Ralph Bunche Becomes First African American to Win Nobel Peace Prize

In 1950 the Norwegian Nobel Committee awarded the Nobel Peace Prize to the first non-white person, the African-American and United Nations (UN) official Ralph Bunche.

He received the Peace Prize for his efforts as mediator between Arabs and Jews in the Israeli-Arab war in 1948-1949. These efforts resulted in armistice agreements between the new state of Israel and four of its Arab neighbours: Egypt, Jordan, Lebanon and Syria.

Two members of the Norwegian parliament nominated Ralph Bunche for the Nobel Peace Prize. Both had connections to the newly founded United Nations. One was Norway's first UN ambassador, and the other was a member of the Norwegian UN delegation. The nomination stated: "Although it can not be said to be Dr. Bunche's merit, but the development process itself that made the parties end the hostilities, there can be no doubt that it is Dr. Bunche's merit that the challenging negotiations over a ceasefire were brought to a positive result in a relatively short time".

The nominators had several motives.
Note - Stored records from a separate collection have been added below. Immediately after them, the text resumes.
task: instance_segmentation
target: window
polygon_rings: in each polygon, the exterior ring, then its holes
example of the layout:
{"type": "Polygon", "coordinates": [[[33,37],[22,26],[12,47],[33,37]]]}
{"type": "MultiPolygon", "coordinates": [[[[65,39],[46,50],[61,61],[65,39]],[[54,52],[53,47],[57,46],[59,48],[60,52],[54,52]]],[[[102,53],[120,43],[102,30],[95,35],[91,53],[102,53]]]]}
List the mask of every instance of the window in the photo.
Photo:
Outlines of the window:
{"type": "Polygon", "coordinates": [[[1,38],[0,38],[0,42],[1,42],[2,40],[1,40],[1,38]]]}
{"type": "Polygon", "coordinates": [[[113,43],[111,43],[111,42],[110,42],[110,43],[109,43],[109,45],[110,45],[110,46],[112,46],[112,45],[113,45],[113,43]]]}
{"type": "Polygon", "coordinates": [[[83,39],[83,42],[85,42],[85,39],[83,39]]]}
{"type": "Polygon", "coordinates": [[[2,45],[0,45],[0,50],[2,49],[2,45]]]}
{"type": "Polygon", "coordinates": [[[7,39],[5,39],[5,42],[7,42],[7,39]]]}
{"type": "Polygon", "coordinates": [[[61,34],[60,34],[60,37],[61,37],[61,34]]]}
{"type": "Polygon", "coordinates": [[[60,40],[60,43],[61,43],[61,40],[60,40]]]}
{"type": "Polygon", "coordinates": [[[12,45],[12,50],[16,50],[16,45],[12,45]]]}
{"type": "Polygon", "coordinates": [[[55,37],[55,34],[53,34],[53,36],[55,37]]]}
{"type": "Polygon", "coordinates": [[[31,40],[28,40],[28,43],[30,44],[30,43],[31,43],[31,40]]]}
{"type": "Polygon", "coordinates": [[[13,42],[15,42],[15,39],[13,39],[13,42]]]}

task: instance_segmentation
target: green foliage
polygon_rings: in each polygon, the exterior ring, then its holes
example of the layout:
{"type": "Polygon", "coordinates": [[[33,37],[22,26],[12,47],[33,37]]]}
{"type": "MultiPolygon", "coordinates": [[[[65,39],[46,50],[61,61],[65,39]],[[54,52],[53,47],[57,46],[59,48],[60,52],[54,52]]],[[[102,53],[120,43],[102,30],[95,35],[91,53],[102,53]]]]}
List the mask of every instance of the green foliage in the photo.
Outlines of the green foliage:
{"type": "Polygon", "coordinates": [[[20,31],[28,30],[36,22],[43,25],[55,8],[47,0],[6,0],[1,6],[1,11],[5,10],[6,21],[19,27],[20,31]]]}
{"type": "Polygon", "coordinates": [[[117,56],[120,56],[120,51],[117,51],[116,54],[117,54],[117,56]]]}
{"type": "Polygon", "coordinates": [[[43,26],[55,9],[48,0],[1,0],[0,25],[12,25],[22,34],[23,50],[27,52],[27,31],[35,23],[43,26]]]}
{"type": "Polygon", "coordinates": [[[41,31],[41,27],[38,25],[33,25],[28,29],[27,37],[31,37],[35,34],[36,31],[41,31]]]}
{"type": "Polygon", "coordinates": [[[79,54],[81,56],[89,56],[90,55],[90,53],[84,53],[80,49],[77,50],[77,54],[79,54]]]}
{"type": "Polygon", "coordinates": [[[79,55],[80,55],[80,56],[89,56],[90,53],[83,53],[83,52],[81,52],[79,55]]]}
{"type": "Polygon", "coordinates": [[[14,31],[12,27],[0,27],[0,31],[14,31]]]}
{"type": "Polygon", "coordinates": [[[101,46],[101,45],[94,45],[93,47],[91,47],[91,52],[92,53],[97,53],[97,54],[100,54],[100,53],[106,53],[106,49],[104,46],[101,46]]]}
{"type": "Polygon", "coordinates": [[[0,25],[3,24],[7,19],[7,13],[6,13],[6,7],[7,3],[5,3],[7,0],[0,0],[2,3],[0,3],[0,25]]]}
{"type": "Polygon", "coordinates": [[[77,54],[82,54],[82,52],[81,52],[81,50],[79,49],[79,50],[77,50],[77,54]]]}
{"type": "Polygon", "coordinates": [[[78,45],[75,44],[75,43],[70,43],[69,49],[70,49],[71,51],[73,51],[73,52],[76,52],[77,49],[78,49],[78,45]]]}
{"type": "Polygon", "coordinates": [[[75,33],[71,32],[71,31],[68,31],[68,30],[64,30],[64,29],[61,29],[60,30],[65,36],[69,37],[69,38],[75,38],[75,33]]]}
Awarding the Nobel Peace Prize to Bunche "would thereby not only honour him personally, but express trust and faith in the ability of the United Nations to solve international disputes by way of mediation between the parties". Furthermore, the nominators could not "neglect to mention that giving the Nobel Peace Prize to a member of the coloured race is a boost to peace in itself". Thus the Peace Prize was meant to strengthen the UN and to serve as an initiative against racism as well as to honour Ralph Bunche.

The Nobel Peace Prize is an international award given yearly since 1901 for achievements in peace. The prize, which includes about $1.3 million, a gold medal, and a diploma, is presented on December 10, the anniversary of the death of Alfred Nobel, its founder. Dr. Ralph J. Bunche was the first African American to win the Nobel Peace Prize, in 1950. Fourteen years later, Dr. Martin Luther King Jr. was the second, the youngest person thus far to receive the Peace Prize. As Peace Laureates, they are on a list of organizations and people that includes Theodore Roosevelt, 1906; Woodrow Wilson, 1910; Mother Teresa, 1979; Desmond Tutu, 1987; Nelson Mandela, 1993; and Jimmie Carter, 2002. Certainly the life of Dr. Bunche demonstrates that no African American of the 20th century, however prominent, escaped the racial forces shaping the United States, forces that led to the Civil Rights Movement of the 1960s.